If you are asked an illegal question you are free to answer or not. But either way is a risk. The answer you choose may not be the one the employer is looking for, the question itself may be a test, and refusing outright could be interpreted as uncooperative. When faced with these kinds questions it is best to try to interpret what “illegal” information the employer is after and find an answer that is relevant to the job. For example:
If you are asked the question “Who takes care of your children when you’re at work?” clearly the employer wants to know whether you have children and whether that is going to mean time lost from work to look after them. A diplomatic response might be, “I am able to meet the scheduled hours required for this job.”

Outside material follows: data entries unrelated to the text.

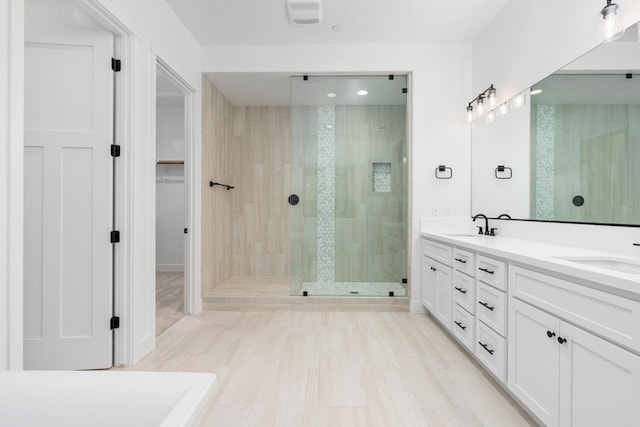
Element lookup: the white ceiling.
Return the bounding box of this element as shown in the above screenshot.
[167,0,509,45]
[206,73,407,106]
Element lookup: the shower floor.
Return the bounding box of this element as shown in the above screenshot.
[300,282,407,297]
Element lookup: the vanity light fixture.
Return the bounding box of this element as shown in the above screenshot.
[467,103,473,123]
[487,85,496,108]
[600,0,624,42]
[467,85,496,121]
[510,92,524,110]
[497,102,509,117]
[476,96,484,118]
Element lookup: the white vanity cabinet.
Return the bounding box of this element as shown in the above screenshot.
[423,234,640,427]
[508,267,640,427]
[451,247,476,352]
[422,240,453,330]
[475,254,507,382]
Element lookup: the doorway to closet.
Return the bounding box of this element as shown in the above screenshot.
[155,63,188,336]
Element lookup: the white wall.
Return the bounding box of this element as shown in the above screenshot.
[472,0,640,256]
[0,0,24,370]
[472,0,640,107]
[0,0,201,369]
[202,43,471,311]
[156,105,185,271]
[471,95,531,218]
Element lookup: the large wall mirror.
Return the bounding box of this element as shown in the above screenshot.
[472,25,640,226]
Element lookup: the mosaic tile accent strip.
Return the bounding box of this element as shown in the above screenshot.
[316,105,336,283]
[373,163,391,193]
[536,105,556,219]
[300,282,407,297]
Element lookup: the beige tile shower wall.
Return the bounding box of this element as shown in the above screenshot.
[202,77,235,295]
[230,107,291,277]
[335,106,407,282]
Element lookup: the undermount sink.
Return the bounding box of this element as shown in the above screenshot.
[445,233,483,237]
[556,257,640,274]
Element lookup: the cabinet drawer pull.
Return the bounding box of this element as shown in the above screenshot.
[453,320,467,331]
[478,301,495,311]
[478,341,495,355]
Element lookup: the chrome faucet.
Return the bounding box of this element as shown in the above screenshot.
[473,214,489,236]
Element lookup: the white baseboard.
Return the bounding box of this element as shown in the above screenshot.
[156,264,184,273]
[409,300,427,314]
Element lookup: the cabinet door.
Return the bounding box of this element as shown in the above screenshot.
[435,263,453,330]
[560,322,640,427]
[422,257,438,313]
[507,298,560,426]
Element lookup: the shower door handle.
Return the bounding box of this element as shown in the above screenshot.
[287,194,300,206]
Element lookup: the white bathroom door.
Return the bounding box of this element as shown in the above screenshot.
[24,29,113,370]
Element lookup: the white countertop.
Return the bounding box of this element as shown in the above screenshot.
[422,232,640,301]
[0,371,216,427]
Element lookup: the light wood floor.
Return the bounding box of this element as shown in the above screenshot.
[156,273,184,336]
[128,311,535,427]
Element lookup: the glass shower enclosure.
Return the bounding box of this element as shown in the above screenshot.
[288,75,408,297]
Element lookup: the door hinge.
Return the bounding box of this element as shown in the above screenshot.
[109,316,120,329]
[111,58,122,73]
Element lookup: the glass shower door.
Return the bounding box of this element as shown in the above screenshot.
[289,76,407,296]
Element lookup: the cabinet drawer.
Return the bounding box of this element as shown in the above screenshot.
[422,239,453,266]
[453,248,476,276]
[475,319,507,383]
[509,267,640,352]
[451,304,476,352]
[476,282,507,336]
[476,255,507,291]
[453,271,476,314]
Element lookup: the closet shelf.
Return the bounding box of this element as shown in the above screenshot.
[156,160,184,165]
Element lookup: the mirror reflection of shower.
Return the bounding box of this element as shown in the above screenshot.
[290,76,408,296]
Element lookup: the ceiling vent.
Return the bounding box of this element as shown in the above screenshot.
[287,0,322,25]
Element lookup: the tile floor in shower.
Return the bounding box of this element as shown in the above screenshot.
[299,282,407,297]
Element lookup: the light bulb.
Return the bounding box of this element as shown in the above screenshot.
[476,96,484,117]
[497,102,509,117]
[487,86,496,108]
[467,104,473,123]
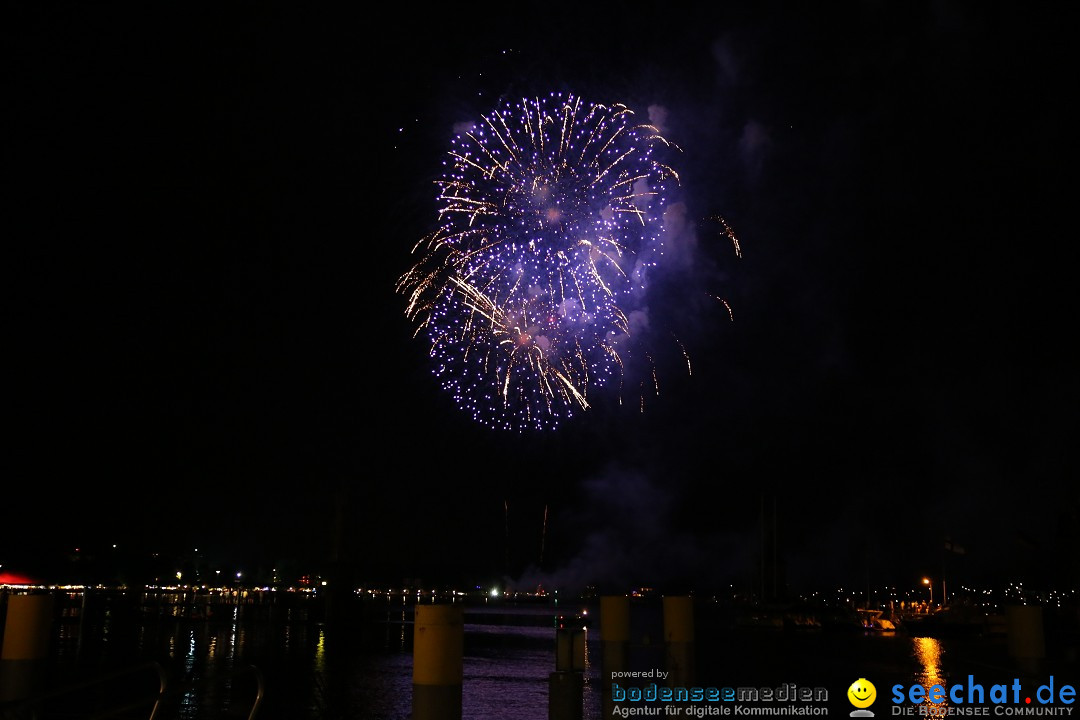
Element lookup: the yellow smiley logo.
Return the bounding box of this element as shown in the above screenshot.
[848,678,877,707]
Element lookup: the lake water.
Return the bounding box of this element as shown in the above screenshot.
[0,597,1080,720]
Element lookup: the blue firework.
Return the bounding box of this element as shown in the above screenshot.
[397,94,678,431]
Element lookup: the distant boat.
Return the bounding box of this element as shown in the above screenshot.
[856,608,896,633]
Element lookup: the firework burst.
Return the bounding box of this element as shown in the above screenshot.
[397,94,678,431]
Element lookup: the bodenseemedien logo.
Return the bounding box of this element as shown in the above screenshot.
[848,678,877,718]
[892,675,1077,717]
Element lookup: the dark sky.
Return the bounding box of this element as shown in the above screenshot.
[6,2,1080,588]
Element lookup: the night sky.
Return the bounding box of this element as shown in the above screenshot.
[0,2,1080,589]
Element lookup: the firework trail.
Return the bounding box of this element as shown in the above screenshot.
[396,94,678,431]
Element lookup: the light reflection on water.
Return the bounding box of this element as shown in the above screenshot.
[912,638,948,717]
[38,603,1036,720]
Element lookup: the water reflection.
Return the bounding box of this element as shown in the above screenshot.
[912,638,948,717]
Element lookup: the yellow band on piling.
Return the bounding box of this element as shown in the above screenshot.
[413,604,464,685]
[0,595,53,660]
[600,595,630,642]
[664,596,693,642]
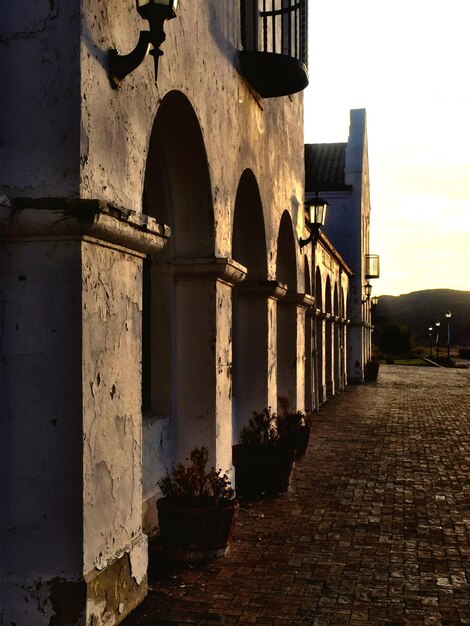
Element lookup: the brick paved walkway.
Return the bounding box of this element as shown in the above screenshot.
[123,366,470,626]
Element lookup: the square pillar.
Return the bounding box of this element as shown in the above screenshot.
[173,258,246,471]
[277,292,314,411]
[0,200,168,626]
[233,281,286,442]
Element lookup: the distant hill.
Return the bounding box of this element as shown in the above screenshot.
[373,289,470,346]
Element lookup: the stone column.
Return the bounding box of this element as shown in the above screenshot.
[173,258,246,471]
[234,280,287,442]
[277,292,314,411]
[0,200,169,626]
[305,303,317,411]
[315,309,326,407]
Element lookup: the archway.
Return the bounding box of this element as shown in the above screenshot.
[333,282,341,393]
[304,255,315,411]
[232,170,272,440]
[142,91,216,532]
[315,267,326,404]
[325,276,334,398]
[276,211,304,410]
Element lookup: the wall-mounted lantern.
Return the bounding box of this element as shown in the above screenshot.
[109,0,178,89]
[299,193,329,248]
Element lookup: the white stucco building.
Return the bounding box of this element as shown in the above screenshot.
[305,109,379,382]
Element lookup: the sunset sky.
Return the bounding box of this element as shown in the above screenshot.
[305,0,470,295]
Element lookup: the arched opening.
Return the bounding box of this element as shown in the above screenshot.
[142,91,215,532]
[332,283,341,393]
[304,255,315,411]
[232,170,272,440]
[315,267,326,404]
[276,211,303,410]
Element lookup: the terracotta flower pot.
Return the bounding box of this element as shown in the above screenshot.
[157,498,239,562]
[232,443,295,498]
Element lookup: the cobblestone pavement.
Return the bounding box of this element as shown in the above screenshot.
[123,366,470,626]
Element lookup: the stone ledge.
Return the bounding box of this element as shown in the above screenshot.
[0,198,170,254]
[172,257,247,285]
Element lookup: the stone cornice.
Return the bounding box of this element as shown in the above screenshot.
[282,291,315,309]
[172,257,247,285]
[0,198,170,254]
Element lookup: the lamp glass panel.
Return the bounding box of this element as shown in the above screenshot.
[309,204,327,226]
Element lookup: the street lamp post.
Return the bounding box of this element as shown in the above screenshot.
[446,311,452,359]
[435,322,441,359]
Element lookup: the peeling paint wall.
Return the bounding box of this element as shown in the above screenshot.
[0,236,83,626]
[0,0,80,197]
[82,242,142,573]
[80,0,304,266]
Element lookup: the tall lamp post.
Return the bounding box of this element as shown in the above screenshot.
[446,311,452,359]
[435,322,441,359]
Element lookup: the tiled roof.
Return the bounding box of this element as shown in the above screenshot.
[305,143,351,192]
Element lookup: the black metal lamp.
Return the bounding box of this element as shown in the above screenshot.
[109,0,178,89]
[299,193,329,248]
[362,282,372,304]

If the question is age related, state that your age is an asset, no matter how old you are. Youth means that you have not had time to develop bad work habits, are used to learning, have fresh ideas and an up-to-date education. Mature applicants are more stable, with well-developed work habits, a commitment to their careers and a realistic view of the world of work.
If the question relates to nationality/citizenship, state that you are legally able to work in this country.
If you can’t see why the employer is asking the question, ask how the question relates to your abilities with respect to the job. Most interviewers will rephrase their question.